Yeah. Watch the Albro Pl camera. I just got a screenshot showing them in action. That camera has a video feed as well but I can’t access it at work.
http://bit.ly/9ixDuu
[Off topic]
The cutting edge? “based on proven technology used in Europe for the past two decades. ”
http://www.wsdot.wa.gov/News/2010/08/10_I-5SmarterHighwaysActivated.htm
I have to say though, they do look cool. We had a relative visiting from Los Angeles last week and she thought it seemed like a obvious idea that should have been deployed there about 20 years ago.
In this department (any many other areas of transportation) cutting edge in the US is about 10-15 years behind europe.
Perhaps apocryphal, but I was told of a senior IT manager who denied an employee’s request to use a relatively new piece of software on a project by stating: “We don’t want to be on the bleeding edge of technology.” That attitude sometimes seems to be the way we approach transportation issues in the US; we wait for other places to beat all the bugs out of a system, then toot our own horns when we construct something similar which operates fairly well from the start because many of the known issues have already been addressed.
If only we’d do that with “positive train control” and mainline rail safety regulation. Instead the FRA and the freight railroads have had a “not invented here” attitude….
British Columbia uses a similar system on Hwy 99 between Surrey and Richmond, as does Vancouver for contraflow reversals on the Lion’s Gate Bridge.
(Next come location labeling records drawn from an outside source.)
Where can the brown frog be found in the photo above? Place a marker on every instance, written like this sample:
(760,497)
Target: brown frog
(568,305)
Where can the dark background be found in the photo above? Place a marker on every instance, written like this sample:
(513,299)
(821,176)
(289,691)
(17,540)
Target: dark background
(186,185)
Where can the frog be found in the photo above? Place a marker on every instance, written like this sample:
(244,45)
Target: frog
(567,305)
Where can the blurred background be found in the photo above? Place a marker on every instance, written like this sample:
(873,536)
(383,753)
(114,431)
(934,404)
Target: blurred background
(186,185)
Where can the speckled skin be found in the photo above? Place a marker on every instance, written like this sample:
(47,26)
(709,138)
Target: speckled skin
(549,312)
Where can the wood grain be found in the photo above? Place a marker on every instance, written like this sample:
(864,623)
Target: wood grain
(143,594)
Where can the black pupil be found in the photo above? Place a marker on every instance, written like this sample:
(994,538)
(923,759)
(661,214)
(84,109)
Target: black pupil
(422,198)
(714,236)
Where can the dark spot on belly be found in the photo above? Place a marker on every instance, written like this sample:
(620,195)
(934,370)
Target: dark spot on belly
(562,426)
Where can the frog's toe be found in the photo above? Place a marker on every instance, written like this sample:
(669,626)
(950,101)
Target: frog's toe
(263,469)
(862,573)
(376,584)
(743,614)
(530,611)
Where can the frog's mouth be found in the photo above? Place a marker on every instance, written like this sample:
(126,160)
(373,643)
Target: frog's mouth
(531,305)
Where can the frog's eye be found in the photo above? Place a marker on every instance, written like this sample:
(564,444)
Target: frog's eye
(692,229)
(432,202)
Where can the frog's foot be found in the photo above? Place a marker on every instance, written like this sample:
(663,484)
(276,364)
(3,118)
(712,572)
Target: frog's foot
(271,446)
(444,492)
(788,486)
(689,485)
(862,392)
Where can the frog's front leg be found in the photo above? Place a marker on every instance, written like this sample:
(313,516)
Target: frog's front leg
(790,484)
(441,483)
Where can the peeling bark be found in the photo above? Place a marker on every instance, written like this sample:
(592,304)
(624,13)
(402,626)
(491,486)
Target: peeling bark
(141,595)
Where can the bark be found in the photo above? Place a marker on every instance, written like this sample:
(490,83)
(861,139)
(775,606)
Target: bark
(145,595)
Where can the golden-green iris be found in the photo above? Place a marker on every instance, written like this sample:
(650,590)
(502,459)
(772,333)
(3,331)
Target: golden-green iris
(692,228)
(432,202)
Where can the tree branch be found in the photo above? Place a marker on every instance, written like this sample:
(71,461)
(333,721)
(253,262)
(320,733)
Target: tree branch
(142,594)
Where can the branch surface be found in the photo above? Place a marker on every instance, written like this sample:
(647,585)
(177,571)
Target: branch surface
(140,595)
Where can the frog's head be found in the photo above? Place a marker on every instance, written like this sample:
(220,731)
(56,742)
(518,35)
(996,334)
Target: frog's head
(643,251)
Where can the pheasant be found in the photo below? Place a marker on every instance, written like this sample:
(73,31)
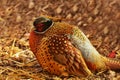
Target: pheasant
(63,49)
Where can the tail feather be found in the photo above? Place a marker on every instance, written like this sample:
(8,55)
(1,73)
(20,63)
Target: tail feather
(112,63)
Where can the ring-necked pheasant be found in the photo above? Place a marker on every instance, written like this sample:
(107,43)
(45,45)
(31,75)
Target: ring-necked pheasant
(63,49)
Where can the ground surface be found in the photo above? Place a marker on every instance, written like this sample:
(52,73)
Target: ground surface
(99,20)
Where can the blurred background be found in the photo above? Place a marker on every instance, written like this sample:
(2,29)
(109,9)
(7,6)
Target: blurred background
(98,19)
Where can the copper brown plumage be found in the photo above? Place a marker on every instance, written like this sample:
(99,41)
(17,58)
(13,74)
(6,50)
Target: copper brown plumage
(64,50)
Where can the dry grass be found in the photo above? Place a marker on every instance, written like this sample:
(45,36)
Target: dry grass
(99,19)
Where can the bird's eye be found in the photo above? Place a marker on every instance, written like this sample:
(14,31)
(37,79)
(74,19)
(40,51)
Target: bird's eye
(42,24)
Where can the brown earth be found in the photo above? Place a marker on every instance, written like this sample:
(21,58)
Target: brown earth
(98,19)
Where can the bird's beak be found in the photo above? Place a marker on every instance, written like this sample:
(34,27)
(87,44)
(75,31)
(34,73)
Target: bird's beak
(33,29)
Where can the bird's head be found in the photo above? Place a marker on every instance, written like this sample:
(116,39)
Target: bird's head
(42,24)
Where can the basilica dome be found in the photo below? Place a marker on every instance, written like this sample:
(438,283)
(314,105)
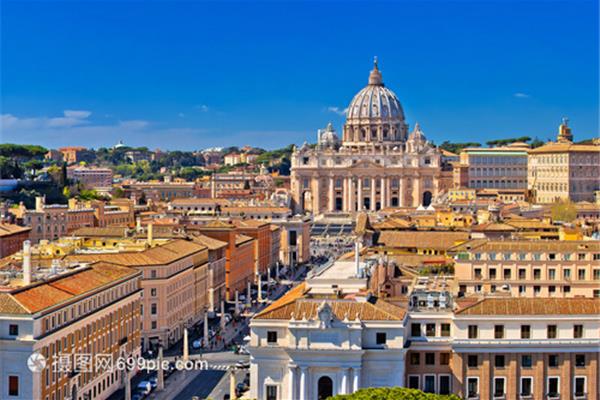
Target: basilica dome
(375,114)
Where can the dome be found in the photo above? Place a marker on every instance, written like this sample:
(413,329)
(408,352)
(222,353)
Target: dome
(374,116)
(375,101)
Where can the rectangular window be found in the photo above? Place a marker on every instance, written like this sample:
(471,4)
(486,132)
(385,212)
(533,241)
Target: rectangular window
(498,331)
(553,386)
(445,329)
(499,361)
(415,329)
(472,388)
(429,358)
(444,358)
(13,385)
(472,361)
(413,382)
(579,386)
(444,384)
(526,389)
(499,387)
(429,383)
(271,391)
(430,329)
(472,331)
(415,358)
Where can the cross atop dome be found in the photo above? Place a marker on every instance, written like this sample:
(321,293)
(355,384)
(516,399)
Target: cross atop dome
(375,76)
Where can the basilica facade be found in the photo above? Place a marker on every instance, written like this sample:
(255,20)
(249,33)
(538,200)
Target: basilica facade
(377,163)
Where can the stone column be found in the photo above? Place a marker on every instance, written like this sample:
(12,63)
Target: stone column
(373,194)
(383,192)
(355,379)
(401,188)
(316,196)
(344,383)
(360,201)
(303,371)
(345,202)
(186,347)
(292,387)
(331,193)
British Columbia uses the arrows for contraflow reversals for counterflow lanes but no speed reduction signs or real-time information on congestion.
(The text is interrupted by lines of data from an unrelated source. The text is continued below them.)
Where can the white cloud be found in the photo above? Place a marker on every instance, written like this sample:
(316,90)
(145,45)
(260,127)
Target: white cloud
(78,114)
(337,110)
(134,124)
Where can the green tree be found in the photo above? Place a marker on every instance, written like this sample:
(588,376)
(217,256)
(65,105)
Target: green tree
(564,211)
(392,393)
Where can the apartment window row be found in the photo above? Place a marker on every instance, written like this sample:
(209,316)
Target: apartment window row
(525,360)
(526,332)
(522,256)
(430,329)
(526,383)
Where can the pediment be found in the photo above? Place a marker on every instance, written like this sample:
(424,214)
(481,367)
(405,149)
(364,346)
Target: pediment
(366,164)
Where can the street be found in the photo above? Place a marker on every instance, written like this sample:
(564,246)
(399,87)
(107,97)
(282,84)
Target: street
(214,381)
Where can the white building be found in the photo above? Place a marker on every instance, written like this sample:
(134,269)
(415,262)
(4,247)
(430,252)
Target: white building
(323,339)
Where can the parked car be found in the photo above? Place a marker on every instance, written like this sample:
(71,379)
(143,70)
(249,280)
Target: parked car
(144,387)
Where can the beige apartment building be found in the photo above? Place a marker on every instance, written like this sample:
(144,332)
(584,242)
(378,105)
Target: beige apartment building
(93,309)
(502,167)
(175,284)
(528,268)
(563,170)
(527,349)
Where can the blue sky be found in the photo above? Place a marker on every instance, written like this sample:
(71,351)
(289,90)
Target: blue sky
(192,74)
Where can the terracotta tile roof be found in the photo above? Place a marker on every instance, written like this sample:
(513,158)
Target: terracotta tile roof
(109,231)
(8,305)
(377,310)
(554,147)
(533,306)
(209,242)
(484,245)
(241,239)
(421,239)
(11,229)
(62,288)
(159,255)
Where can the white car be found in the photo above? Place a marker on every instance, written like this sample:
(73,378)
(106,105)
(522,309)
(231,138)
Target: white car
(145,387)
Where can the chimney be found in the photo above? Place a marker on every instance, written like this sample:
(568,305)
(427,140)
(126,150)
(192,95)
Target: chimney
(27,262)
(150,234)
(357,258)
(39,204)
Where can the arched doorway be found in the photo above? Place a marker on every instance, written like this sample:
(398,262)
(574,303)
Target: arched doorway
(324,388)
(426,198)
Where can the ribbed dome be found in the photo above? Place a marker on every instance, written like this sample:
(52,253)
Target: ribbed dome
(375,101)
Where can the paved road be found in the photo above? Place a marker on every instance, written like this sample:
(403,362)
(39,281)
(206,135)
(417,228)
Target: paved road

I’d love to see if a system like this can help with bottlenecks like I-5 northbound into the city.
That’s where the lanes shrink down by one going into the Seneca exit, and a second sometimes going into a express only exit. Not to mention the traffic impacting on the right from I-90 traffic entering I-5 and traffic backed up on the Mercer exit.
Seems like if we can get all the cars into the two remaining lanes prior to all the turbulence, it would be worth something.
I’ll reserve judgement (well final judgement) for later. But going into it, I just don’t see what this does to help anything.
This requires a number of things it seems to actually work. The biggest one being enforcement. The video from the UK seems to state that the laws will be enforced with “digital technology”. Is that going to be done here? I’m thinking no. The first comment in the first article linked here talks about someone who lived in the UK where they had average speed cameras tracking your speed. That is not happening here. Not anytime soon. But please correct me if I’m wrong. When the speed is set to 50mph it will require police to make sure folks are going the right speed. Otherwise folks will disregard and go their normal speed unless they are encountering a traffic jam up ahead and slow down anyway, similar to what happens on I-90 now. And when a lane is X’d out you know how many folks will drive right up that empty lane? The same number (actually probably more) that drive in the HOV lane added to the number that cross the double white line on 167. Maybe it’ll just take time for people to “learn” the system. Let’s hope.
“Your honor, the state cannot prove that the signage was at that moment indicating the (blah blah for which I was issued a citation”
“Case dismissed”
Actually WSP already does this kind of enforcement over the pass.
Why wouldn’t the state be able to prove it? The signs are electronic and I’m assuming that there’s a log that shows what sign showed what speed at that time. If the speed limit has been 45 for the past three hours and you get stopped during that period, it shouldn’t be that difficult at all.
All you have to do is question whether the pixels were visible, was the sign powered during entire incident, could the 60 Hz (?) flicker cause one not to see the text and symbols, etc.